Nel frattempo avete però presentato il vostro primo prodotto, il pomodoro No Cap. Ci racconti la storia. «Lo abbiamo realizzato insieme all’associazione che si batte contro il caporalato, ed è lo specchio della nostra missione e del progetto di Good land. In un territorio difficile come l’entroterra foggiano una importante cooperativa agricola bio ha accettato di realizzare la raccolta a mano di più di venti ettari di pomodoro per la durata di un mese e mezzo, con decine di lavoratori provenienti dai ghetti del territorio circostante, che pochi sanno essere una ventina nella capitanata. A questi braccianti è stato garantito con il lavoro organizzativo di No Cap, con l’aiuto di amministrazioni, un tetto sotto cui riparare, servizi, trasporti, visita medica preventiva come prevede la legge, con l’aggiunta di bagni chimici in aperta campagna. Questo prodotto è la dimostrazione che è possibile con costi accessibili realizzare produzioni pulite e giuste nella retribuzione e nel valore del lavoro».
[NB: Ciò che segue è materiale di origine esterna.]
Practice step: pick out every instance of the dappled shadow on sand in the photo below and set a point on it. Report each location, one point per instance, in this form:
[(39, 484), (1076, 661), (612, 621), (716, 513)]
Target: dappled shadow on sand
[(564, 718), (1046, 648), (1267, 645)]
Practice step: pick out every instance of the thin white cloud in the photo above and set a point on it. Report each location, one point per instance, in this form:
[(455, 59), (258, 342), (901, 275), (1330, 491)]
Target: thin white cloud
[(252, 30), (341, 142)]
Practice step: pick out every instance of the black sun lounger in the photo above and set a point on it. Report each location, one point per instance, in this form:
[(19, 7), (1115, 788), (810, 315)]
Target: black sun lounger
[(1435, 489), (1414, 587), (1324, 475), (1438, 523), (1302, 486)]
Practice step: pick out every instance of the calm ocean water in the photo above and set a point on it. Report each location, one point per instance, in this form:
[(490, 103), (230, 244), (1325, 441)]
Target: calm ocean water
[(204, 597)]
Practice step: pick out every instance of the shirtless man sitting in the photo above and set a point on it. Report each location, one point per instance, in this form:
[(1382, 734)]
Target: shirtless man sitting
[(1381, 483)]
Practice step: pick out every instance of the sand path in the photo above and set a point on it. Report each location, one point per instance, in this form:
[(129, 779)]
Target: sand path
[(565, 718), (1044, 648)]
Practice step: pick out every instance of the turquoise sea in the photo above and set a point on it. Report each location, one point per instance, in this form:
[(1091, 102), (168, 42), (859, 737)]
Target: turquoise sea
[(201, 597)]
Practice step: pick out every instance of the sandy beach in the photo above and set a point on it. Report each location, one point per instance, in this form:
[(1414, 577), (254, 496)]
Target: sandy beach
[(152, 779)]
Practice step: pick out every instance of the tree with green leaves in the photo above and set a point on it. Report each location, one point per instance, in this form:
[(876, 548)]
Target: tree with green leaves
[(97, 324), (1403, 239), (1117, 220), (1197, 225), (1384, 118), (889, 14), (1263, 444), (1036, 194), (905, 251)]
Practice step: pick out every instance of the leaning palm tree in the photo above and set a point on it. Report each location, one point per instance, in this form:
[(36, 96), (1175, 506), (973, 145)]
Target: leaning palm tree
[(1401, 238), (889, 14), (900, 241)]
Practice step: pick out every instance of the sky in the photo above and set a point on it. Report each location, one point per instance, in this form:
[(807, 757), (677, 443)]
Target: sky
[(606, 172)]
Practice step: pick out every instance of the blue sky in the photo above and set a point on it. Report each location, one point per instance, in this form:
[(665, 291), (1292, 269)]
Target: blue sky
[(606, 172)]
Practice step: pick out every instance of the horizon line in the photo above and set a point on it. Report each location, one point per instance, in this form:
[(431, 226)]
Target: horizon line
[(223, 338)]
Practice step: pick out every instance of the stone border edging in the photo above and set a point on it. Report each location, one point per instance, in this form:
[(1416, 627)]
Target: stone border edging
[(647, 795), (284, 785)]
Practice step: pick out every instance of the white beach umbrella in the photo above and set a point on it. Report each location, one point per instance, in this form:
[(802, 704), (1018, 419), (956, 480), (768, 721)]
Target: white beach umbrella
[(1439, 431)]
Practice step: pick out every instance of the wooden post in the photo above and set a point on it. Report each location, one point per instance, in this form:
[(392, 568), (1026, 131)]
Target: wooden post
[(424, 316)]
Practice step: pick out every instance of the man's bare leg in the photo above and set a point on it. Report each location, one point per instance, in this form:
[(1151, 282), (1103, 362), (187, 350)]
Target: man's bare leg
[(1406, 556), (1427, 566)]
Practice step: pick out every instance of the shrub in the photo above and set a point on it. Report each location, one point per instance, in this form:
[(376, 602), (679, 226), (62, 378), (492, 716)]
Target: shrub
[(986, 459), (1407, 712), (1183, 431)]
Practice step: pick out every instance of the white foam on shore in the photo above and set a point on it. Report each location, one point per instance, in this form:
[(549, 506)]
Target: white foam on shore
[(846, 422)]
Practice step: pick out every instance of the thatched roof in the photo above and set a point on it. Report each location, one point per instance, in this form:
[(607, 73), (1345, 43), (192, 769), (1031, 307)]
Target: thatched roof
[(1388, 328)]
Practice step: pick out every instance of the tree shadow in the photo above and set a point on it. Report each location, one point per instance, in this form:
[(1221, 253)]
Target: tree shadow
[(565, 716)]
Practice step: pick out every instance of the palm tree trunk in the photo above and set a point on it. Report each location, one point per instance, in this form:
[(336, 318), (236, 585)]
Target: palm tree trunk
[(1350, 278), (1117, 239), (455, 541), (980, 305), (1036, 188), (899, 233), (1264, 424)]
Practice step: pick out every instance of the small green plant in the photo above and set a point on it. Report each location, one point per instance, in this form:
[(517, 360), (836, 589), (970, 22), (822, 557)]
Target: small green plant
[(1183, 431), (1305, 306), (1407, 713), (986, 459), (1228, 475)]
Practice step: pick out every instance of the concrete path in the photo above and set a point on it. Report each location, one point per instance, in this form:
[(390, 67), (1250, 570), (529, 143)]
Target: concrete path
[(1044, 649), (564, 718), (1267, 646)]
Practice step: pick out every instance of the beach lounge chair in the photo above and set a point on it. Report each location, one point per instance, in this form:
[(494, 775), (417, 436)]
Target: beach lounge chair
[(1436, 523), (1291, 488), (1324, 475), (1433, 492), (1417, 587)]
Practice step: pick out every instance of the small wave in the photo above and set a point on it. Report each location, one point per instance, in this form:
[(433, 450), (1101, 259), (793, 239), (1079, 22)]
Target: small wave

Ci aiuta a capire meglio la differenza di costo della mano d’opera, fra legalità e illegalità in questo caso specifico? «Un’ora di lavoro pagata secondo le tariffe sindacali costa all’azienda 11,70 euro di cui 6,50 netti arrivano al bracciante per sei ore e mezza al giorno lavorativo. La gestione dei caporali sullo stesso territorio prevede dieci ore di lavoro per 3 euro l’ora. La cosa interessante è che le migliorate condizioni di lavoro previste dalla legge, stimolano la qualità del lavoro e l’attenzione che vi dedicano i braccianti stessi. Le imprese con cui abbiamo lavorato sono tutte soddisfatte. E tenendo presente che il costo della materia prima incide del 15% sul prodotto finale è assolutamente praticabile l’assunzione di contratti giusti e delle regole previste dal nostro codice. Tutta l’agricoltura per quanto schiacciata nei prezzi delle materie prime, è portata a praticare una illegalità oggettiva nel ridurre il costo del lavoro. Vi sono studi su cui sta lavorando la Flai Cgil secondo i quali si stimano fino quasi a un milione i lavoratori del sud Europa in agricoltura al nero e senza regole.